Penn Engineering Professor Awarded NASA Grant to Improve Satellite Communication
By Jacob Williamson-Rea
When someone sends a YouTube video to a friend, microwaves carry that signal from their phone to a nearby transmission station on the ground. The station then fires the signal up to a near-Earth satellite, and then the satellite bounces the signal back down to Earth to a ground station near the recipient of the video.
The same goes for cellphone calls, TV broadcasts, and more. Satellites act as a network of information mirrors, allowing us to bounce information from one side of the planet to the other.
Firooz Aflatouni, Skirkanich Assistant Professor in Penn Engineering’s Department of Electrical and Systems Engineering, has been awarded a NASA Early Stage Innovations grant to design and implement arrays of optical antennas that can enable laser communication in near-Earth satellites, which will be more efficient and carry far more information than microwaves.

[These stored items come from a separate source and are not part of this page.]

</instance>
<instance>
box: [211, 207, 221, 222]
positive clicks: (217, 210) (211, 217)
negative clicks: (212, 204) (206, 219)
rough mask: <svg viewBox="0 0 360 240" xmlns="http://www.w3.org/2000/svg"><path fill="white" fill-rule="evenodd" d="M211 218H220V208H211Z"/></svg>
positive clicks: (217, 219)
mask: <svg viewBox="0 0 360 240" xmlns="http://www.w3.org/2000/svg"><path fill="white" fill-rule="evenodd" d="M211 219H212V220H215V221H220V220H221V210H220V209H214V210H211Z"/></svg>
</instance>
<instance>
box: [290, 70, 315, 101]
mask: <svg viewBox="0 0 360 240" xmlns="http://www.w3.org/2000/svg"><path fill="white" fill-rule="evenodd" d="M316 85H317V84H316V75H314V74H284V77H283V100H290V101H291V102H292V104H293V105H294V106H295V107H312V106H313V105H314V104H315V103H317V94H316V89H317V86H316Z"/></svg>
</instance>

When a ground station fires microwaves to a near-Earth satellite, the microwaves lose a lot of energy and diverge before arriving at the intended satellite. Aiming at a relatively tiny, constantly moving target from thousands of miles away, only a small amount of the microwave signal reaches its intended destination. This limits the range and the amount of information microwaves can carry. As a result, soon microwaves may not be able to transmit data fast enough to keep up with rapidly evolving consumer demand.
Aflatouni aims to improve this system and will design precise laser emitters capable of sharing up to 10GB of data per second between satellites. His research will be conducted in Penn’s Electronic Photonic Microsystems Lab.
The amount of information that can be transmitted per signal is a question of frequency and energy. Microwaves waste a significant amount of energy because they diverge significantly as they travel with only a fraction of the original signal actually hitting its target.
Alternatively, lasers with much higher frequency will allow the satellites and stations to send signals in tight beams rather than wide cones.
“The energy in a laser beam is very focused, so the range is much farther than the range of microwaves, and the laser frequency is much higher than that of microwaves, so more information can be packed in a beam of light than microwaves” Aflatouni says. “This will enable satellites and stations to send more information farther and more quickly.”
To achieve his aims, Aflatouni will design microchips that contain antennas called “optical phased arrays.” Optical phased arrays can steer and direct a laser without using mechanically moving parts. This has multiple benefits: parts require a motor, which adds weight and cost to a satellite, and moving parts also require energy, which is difficult for satellites to produce while in orbit.
“Motors are power hungry,” says Aflatouni. “This new system will not only be faster, it will be light, small and inexpensive instead of heavy, slow and costly. Also, by using this technology, satellites can quickly track one another in a network of near-Earth satellites.”
Optical phased arrays will be placed on each of twelve sides of a dodecahedron module to provide 360-degree coverage around the satellite, enabling the ability to constantly communicate with any other satellite.
Given the range, the ability to share information at 10GB per second is unprecedented. In comparison, the modems in peoples’ homes share information at just 50MB per second.
One of the many benefits of this technology will be the ability to send videos in less than a fraction of a second thanks to the high data rate capabilities. This can potentially speed up everything from ultra HD streaming to cloud and distributed computing.
This NASA Early Stage Innovation grant of $500,000 aims “to accelerate the development of groundbreaking, high-risk/high-payoff space technologies to support the future space science and exploration needs of NASA, other government agencies, and the commercial space sector.”